56.      À cet égard, le gouvernement grec a avancé que l’application de l’article 299 TFUE pouvait être étendue aux actes d’autres institutions, organes et organismes de l’Union à trois conditions : premièrement, l’entité exerce des tâches d’exécution et adopte des actes administratifs en poursuivant des objectifs d’intérêt général ; deuxièmement, les créances pécuniaires doivent participer à la réalisation de ces tâches d’exécution, et, troisièmement, les personnes morales et physiques concernées bénéficient d’une protection juridictionnelle.

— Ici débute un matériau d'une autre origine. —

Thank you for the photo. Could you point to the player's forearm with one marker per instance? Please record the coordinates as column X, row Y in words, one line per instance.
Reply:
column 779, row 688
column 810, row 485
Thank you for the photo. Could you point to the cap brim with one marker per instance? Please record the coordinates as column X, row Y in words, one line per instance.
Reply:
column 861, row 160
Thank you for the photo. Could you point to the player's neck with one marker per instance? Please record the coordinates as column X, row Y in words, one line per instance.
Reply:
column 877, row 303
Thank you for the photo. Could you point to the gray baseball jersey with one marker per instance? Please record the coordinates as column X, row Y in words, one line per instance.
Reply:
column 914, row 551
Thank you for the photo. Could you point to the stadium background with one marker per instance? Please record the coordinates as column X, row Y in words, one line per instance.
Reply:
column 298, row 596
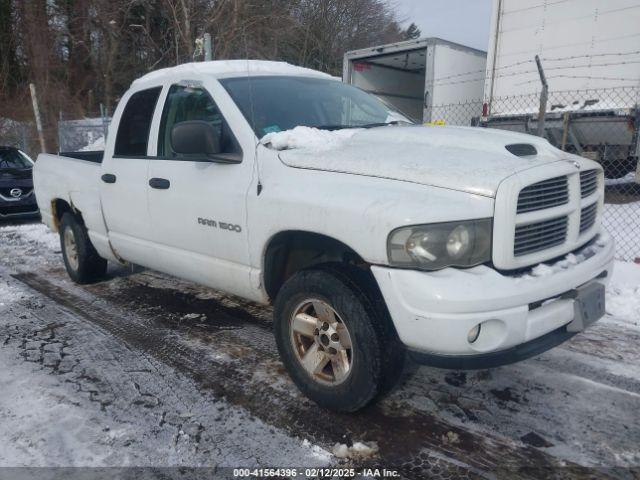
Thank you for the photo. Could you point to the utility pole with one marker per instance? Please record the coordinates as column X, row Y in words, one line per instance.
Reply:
column 36, row 113
column 544, row 95
column 208, row 47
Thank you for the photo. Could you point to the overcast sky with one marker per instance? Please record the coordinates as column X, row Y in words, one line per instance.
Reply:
column 461, row 21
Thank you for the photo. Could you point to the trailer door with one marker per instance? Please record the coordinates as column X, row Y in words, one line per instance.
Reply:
column 397, row 78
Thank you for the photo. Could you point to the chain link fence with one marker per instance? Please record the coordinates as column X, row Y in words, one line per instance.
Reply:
column 87, row 134
column 603, row 125
column 21, row 135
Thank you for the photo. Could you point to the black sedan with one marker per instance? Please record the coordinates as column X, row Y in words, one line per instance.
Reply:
column 17, row 199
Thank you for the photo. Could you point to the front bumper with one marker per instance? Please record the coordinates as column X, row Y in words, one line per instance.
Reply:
column 433, row 312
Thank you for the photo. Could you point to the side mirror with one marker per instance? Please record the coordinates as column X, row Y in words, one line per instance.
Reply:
column 195, row 137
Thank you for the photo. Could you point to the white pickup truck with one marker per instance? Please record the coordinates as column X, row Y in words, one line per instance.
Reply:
column 467, row 247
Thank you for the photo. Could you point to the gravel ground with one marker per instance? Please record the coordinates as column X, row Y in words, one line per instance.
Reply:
column 145, row 370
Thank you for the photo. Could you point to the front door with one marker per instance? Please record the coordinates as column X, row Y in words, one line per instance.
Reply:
column 198, row 206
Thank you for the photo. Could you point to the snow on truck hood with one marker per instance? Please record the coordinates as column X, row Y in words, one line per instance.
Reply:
column 467, row 159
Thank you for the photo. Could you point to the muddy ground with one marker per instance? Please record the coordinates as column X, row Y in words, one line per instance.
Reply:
column 162, row 372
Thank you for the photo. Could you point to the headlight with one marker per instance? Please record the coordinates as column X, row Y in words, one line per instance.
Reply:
column 440, row 245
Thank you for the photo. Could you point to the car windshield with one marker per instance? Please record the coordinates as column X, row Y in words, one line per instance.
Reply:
column 13, row 159
column 276, row 103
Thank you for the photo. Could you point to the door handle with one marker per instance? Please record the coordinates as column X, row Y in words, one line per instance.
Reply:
column 159, row 183
column 108, row 178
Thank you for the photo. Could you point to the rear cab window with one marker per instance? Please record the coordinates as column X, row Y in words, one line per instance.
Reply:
column 135, row 123
column 185, row 103
column 13, row 159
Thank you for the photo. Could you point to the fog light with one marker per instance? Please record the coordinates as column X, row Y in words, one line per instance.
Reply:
column 473, row 334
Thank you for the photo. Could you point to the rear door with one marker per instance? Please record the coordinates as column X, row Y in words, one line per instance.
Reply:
column 123, row 182
column 198, row 206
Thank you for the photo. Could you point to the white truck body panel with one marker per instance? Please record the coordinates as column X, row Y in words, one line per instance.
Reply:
column 357, row 193
column 583, row 44
column 416, row 75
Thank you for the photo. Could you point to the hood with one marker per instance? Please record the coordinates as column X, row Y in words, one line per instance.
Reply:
column 467, row 159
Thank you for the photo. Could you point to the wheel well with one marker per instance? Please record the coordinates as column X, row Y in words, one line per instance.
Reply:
column 291, row 251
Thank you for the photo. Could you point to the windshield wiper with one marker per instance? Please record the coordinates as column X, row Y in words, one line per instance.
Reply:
column 366, row 125
column 335, row 127
column 383, row 124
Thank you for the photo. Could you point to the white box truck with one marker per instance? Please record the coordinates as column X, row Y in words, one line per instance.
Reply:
column 590, row 53
column 414, row 76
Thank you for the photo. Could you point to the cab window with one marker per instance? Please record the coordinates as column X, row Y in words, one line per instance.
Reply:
column 186, row 103
column 135, row 123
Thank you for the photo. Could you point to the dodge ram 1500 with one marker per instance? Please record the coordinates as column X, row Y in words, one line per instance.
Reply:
column 466, row 247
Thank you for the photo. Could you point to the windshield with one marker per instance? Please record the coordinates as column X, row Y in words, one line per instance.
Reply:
column 282, row 103
column 14, row 159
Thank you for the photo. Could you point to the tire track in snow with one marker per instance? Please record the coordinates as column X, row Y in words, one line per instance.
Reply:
column 407, row 437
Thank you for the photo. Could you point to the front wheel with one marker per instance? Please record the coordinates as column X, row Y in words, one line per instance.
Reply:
column 81, row 260
column 335, row 339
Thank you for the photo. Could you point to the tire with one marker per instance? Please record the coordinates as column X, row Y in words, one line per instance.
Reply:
column 81, row 260
column 375, row 357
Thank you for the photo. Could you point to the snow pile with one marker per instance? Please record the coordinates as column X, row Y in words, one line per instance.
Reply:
column 37, row 232
column 570, row 260
column 308, row 138
column 316, row 451
column 359, row 450
column 623, row 293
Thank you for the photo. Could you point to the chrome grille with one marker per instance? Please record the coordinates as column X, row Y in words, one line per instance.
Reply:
column 588, row 217
column 546, row 194
column 539, row 236
column 588, row 182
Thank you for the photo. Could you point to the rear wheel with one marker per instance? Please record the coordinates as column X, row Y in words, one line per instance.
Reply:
column 335, row 339
column 81, row 260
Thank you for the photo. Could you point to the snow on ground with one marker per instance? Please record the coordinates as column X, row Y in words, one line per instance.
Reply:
column 35, row 232
column 308, row 138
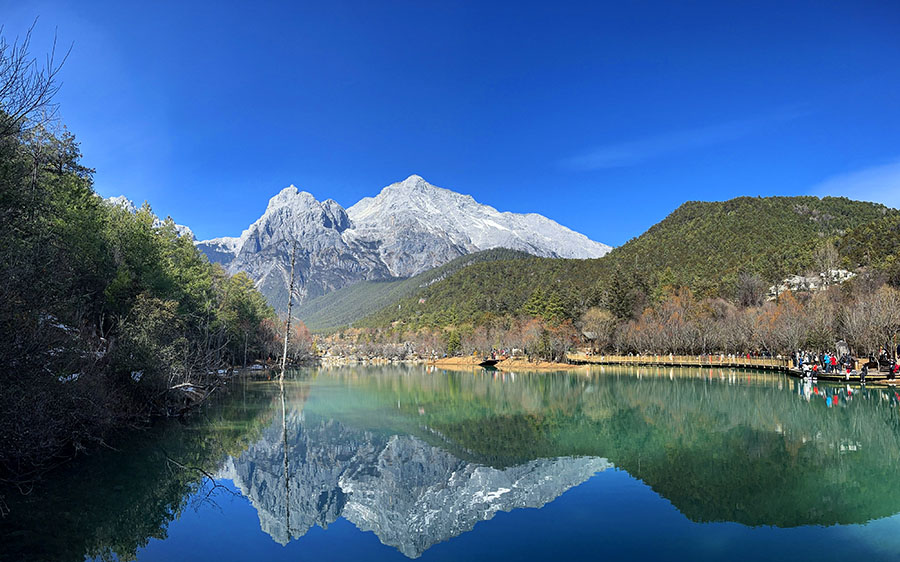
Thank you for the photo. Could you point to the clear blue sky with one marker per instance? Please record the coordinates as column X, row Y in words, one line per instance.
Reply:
column 602, row 116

Selon cet État membre, cette thèse est conforme à l’arrêt Royaume-Uni/Parlement et Conseil (27) dans lequel la Cour interprète sa jurisprudence Meroni (28) et elle est également étayée par l’augmentation du nombre d’organes et organismes de l’Union après le traité de Lisbonne, par les objectifs d’intérêt général qu’ils mettent en œuvre et par l’apparition de dispositions similaires à l’article 299 TFUE dans le droit dérivé de l’Union, comme l’illustrent celles relatives à l’Office de l’Union européenne pour la propriété intellectuelle (EUIPO) et au Conseil de résolution unique (CRU).

57.      Selon moi, la doctrine Meroni ne saurait fonder une interprétation large de l’article 299 TFUE. Cette doctrine a été élaborée afin de définir les limites de la délégation de pouvoirs discrétionnaires dans l’Union (29). Toutefois, dans les présentes affaires, la compétence de l’ECHA de mettre des obligations pécuniaires à la charge de personnes privées n’est pas en cause. Au contraire, la question qui se pose est celle de savoir si, à partir du moment où elle ne peut plus être contestée au fond, une telle créance pécuniaire est directement susceptible d’exécution forcée dans un État membre sans qu’il soit nécessaire de saisir une juridiction ou une autre autorité compétente d’une procédure de reconnaissance.

58.      En résumé, le libellé clair et la genèse de l’article 299 TFUE indiquent que l’énumération des trois institutions qu’il opère est exhaustive (30). Partant, l’ECHA ne saurait se fonder sur cet article pour poursuivre l’exécution forcée de ses créances pécuniaires.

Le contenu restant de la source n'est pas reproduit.